Alena glanced down at her hands. “I didn’t mean to imply I thought Savage was wrong for what he does. We all have our strange needs. They seem right to us, but weird to everyone else.” She shrugged. “He’s my brother. I guess, someday, Destroyer will fit with us too.” She didn’t sound as if she believed what she was saying.

“He didn’t grow up with us, Alena, so it’s bound to be much more difficult to accept him. That will come. Savage said Destroyer didn’t shirk at all. That he took his back and no matter what was required of him, he did it without flinching. Although, I think both of them were more scared of these kids than they were of fucking up six members of the Venomous club.”

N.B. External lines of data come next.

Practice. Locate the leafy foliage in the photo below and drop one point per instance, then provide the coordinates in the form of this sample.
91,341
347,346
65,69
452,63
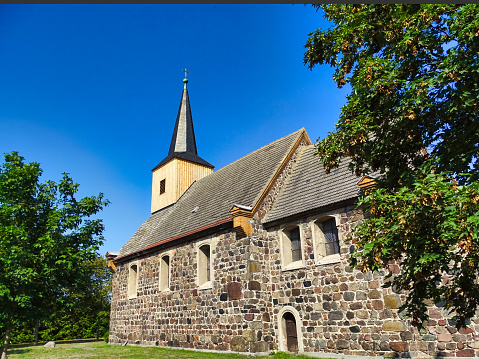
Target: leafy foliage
411,121
46,240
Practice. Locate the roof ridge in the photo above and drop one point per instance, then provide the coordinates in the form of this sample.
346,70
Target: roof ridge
302,129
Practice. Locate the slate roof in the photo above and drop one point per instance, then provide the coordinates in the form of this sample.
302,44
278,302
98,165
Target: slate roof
309,187
183,142
241,182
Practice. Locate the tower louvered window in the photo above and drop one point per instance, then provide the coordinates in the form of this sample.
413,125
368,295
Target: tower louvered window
162,186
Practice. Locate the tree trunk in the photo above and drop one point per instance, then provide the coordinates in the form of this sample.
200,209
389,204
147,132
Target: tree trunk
97,326
36,331
6,342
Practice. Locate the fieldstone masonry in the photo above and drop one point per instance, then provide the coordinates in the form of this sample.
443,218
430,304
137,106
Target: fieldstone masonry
342,310
338,309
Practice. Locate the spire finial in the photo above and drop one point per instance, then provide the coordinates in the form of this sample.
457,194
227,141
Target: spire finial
185,80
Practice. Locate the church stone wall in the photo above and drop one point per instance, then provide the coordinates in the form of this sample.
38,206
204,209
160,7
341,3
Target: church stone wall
341,310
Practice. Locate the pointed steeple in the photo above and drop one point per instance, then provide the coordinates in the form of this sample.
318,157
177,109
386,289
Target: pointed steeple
183,142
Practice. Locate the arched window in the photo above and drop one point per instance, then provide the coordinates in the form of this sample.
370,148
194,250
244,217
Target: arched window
292,249
165,272
133,281
327,245
204,264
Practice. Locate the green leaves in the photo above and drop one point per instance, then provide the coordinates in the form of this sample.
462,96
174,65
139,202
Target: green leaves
45,234
411,119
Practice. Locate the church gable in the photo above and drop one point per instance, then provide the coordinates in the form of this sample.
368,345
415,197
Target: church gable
208,201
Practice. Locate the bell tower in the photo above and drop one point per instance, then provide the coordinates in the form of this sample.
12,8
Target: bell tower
182,166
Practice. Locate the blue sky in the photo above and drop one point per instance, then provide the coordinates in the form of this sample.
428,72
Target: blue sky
93,90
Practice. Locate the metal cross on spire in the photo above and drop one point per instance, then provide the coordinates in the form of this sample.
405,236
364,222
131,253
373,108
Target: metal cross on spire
185,80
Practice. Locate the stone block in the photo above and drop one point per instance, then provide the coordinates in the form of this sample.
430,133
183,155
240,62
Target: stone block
444,337
259,347
234,290
254,266
362,314
394,326
374,294
428,338
356,305
348,296
465,353
355,329
266,317
335,315
392,301
249,335
49,345
398,346
474,344
342,344
405,336
256,325
238,344
254,285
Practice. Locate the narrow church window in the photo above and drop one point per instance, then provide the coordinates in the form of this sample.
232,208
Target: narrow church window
164,272
162,186
331,241
291,247
327,247
295,244
132,281
204,264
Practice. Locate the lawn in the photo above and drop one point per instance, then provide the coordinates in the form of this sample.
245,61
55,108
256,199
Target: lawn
100,350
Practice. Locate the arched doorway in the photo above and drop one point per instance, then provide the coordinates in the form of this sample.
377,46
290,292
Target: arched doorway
291,332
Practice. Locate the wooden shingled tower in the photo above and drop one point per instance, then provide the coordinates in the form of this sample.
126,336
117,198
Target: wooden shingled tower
182,166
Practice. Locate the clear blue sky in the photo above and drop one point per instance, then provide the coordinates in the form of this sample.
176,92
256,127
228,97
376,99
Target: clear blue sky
93,90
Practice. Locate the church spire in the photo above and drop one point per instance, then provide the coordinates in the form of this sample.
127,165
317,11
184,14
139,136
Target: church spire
183,142
183,139
175,174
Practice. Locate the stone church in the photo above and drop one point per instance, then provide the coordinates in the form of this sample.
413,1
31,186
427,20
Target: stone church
254,258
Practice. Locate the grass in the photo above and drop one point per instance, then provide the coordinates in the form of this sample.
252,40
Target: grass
101,350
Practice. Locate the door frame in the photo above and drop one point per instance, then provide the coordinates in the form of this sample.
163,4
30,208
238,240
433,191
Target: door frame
282,339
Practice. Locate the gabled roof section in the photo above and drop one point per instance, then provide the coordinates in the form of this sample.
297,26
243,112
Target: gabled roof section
310,188
183,142
210,199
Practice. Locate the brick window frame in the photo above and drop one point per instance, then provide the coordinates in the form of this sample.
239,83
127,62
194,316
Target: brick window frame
324,251
164,281
292,257
133,270
203,268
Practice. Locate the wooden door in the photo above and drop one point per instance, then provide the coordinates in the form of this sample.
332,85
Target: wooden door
291,334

Alena laughed and turned with him back to Emily and Jimmy. Absinthe sat down in front of the children and picked up one of the rocks, letting it slip through his fingers again and again to drop into his palm. “When we were kids, even younger than you, some very bad people murdered our parents and took us to an awful place so they could do bad things to us.”

They had agreed that in order for the children to identify with them, particularly Jimmy, they would have to allow the children to know the same things had happened to them. They didn’t know how to whitewash anything. They didn’t have social graces or know how to talk gently to children. No one read them bedtime stories. They were going to try to help these children, but they were doing it their way. Bluntly. Following their path. What had helped them.